みなさん、こんにちは。白石由己と申します。
今朝DNXが新たに発表した、B2Bソフトウェアの創業ベンチャースタジオ「DNX Studio」のニュースはご覧いただきましたでしょうか。DNX Studioが提供する3ヶ月〜6ヶ月の創業プログラムでは、起業家に対して1名のDNX Venturesの投資担当者が事業のテーマに応じてアサインされ、二人三脚で創業を伴走します。数ヶ月の限られた時間の中で、一緒に新たな事業アイデアを発散・取捨選択し磨いていきます。

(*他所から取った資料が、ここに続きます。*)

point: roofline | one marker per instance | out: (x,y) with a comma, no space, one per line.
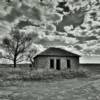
(52,55)
(76,55)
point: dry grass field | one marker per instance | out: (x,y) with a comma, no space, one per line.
(65,89)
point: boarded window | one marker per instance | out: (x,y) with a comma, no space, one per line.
(52,63)
(58,65)
(68,64)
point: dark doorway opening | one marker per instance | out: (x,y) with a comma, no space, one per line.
(58,64)
(68,64)
(52,63)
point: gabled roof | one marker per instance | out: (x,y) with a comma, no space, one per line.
(54,51)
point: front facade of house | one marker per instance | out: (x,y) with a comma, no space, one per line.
(56,58)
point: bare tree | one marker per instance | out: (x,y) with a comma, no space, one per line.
(16,45)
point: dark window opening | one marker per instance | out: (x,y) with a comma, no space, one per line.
(51,63)
(68,64)
(58,64)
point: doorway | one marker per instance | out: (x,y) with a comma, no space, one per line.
(68,64)
(52,63)
(58,65)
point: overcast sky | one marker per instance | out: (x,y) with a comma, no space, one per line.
(72,24)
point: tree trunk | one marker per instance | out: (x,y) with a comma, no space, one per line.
(15,62)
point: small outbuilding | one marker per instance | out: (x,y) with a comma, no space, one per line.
(56,58)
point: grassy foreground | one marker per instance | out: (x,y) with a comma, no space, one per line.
(65,89)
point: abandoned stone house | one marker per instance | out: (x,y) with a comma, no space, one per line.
(56,58)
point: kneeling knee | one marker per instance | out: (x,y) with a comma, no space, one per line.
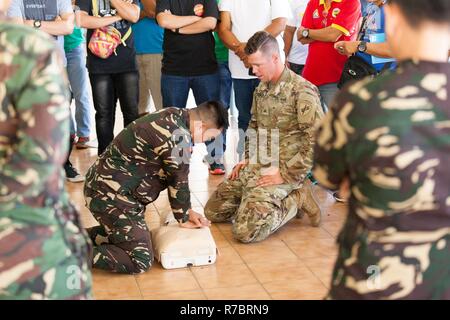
(246,235)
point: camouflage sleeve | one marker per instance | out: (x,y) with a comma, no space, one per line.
(332,137)
(176,168)
(309,114)
(252,126)
(40,99)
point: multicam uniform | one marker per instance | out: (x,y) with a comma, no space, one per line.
(391,138)
(144,159)
(288,112)
(44,251)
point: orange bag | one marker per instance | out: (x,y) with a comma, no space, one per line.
(105,40)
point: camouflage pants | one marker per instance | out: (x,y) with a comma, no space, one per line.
(256,212)
(44,254)
(122,240)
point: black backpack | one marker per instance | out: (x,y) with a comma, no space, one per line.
(356,68)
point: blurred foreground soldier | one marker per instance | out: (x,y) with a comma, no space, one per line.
(266,190)
(387,142)
(148,156)
(44,252)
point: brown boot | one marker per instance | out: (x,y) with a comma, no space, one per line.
(310,205)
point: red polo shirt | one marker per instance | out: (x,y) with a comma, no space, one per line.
(324,64)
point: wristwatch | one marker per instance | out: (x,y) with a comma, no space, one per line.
(37,24)
(305,33)
(362,46)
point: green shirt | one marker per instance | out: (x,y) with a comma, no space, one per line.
(73,40)
(221,50)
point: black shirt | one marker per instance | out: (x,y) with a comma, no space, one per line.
(125,60)
(193,54)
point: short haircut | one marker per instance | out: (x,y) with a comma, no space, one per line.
(419,11)
(262,41)
(214,113)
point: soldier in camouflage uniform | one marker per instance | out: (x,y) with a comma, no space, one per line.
(389,140)
(148,156)
(44,251)
(268,189)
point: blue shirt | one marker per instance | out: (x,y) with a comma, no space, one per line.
(148,36)
(374,26)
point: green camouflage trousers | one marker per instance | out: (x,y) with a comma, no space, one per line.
(44,254)
(122,240)
(256,212)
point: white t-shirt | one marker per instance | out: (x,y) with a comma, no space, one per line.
(298,52)
(249,17)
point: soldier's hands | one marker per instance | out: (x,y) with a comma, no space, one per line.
(237,168)
(346,48)
(270,177)
(196,220)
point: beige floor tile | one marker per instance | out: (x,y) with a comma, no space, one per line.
(313,248)
(310,288)
(179,295)
(228,256)
(219,238)
(223,276)
(114,286)
(297,231)
(203,197)
(271,249)
(274,271)
(247,292)
(333,227)
(158,280)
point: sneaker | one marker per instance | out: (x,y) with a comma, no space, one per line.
(72,175)
(82,143)
(73,139)
(338,198)
(309,205)
(216,168)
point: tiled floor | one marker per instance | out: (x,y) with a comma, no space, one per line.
(294,263)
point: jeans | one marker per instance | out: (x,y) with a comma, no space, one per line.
(216,148)
(175,91)
(106,89)
(243,95)
(149,81)
(77,73)
(327,94)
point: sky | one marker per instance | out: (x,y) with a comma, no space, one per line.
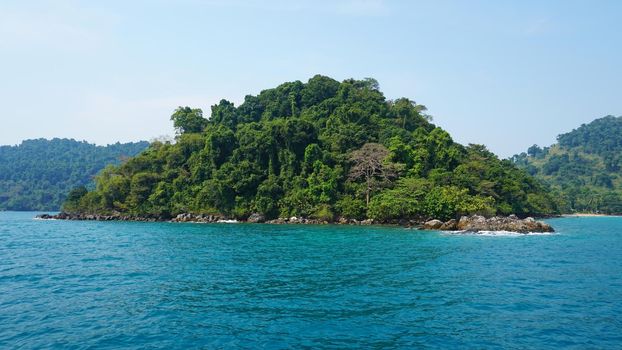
(506,74)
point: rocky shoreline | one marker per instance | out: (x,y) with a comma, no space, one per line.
(477,223)
(473,223)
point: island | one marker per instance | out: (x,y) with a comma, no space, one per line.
(323,151)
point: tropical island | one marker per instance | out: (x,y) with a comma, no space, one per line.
(583,168)
(38,174)
(320,151)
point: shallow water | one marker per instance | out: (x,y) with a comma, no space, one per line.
(162,285)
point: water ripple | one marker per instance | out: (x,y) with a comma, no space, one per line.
(158,285)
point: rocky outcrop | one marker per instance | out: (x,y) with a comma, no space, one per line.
(341,221)
(477,223)
(186,217)
(433,224)
(99,217)
(256,218)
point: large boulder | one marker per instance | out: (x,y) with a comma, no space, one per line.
(433,224)
(476,223)
(449,225)
(256,218)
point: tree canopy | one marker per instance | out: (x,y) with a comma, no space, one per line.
(583,168)
(38,174)
(297,150)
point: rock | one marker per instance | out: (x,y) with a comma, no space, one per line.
(512,223)
(256,218)
(449,225)
(433,224)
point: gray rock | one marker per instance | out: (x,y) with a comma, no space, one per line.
(433,224)
(256,218)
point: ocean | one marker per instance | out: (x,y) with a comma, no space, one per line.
(94,285)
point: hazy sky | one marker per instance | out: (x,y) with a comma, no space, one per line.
(505,74)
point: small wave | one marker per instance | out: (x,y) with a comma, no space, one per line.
(498,233)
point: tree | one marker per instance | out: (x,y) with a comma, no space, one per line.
(188,120)
(370,164)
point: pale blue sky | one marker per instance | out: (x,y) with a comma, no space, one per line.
(507,74)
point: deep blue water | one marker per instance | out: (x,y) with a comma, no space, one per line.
(162,285)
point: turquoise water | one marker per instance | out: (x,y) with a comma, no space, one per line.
(162,285)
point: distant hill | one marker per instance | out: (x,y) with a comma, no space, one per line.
(38,174)
(584,168)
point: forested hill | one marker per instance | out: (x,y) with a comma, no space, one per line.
(322,149)
(38,174)
(584,167)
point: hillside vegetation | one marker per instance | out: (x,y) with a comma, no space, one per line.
(322,149)
(584,168)
(38,174)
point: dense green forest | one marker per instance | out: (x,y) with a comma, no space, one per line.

私もDNX Venturesの投資担当者として、DNX Studioで起業家候補の皆さんと一緒に歩む機会をいただいています。私自身の創業経験や長年の起業家支援、キャピタリストとしての経験を活かし、新たな挑戦者たちをサポートできることを嬉しく思います。今回は、そんな私の経験と起業家支援に対する思いをお話しさせていただきます。

「教育×テック」で挑んだ30代の創業物語

私のスタートアップ世界との出会いは2002年にさかのぼります。当時、慶應ビジネススクールの大学院生だった私は、ベンチャーキャピタルの創設にインターンとして参画しました。起業家と伴走できる仕事に夢中になり、そのまま卒業後もVCの道を歩み始めました。その後、同VC投資先の経営者、社外取締役、そして共同創業者として、スタートアップの世界で20年以上を過ごしてきました。

私の専門領域は、ディープテック、ヘルスケア、そして教育です。これらの専門領域も、こうした経験を通じて自然と形成されていきました。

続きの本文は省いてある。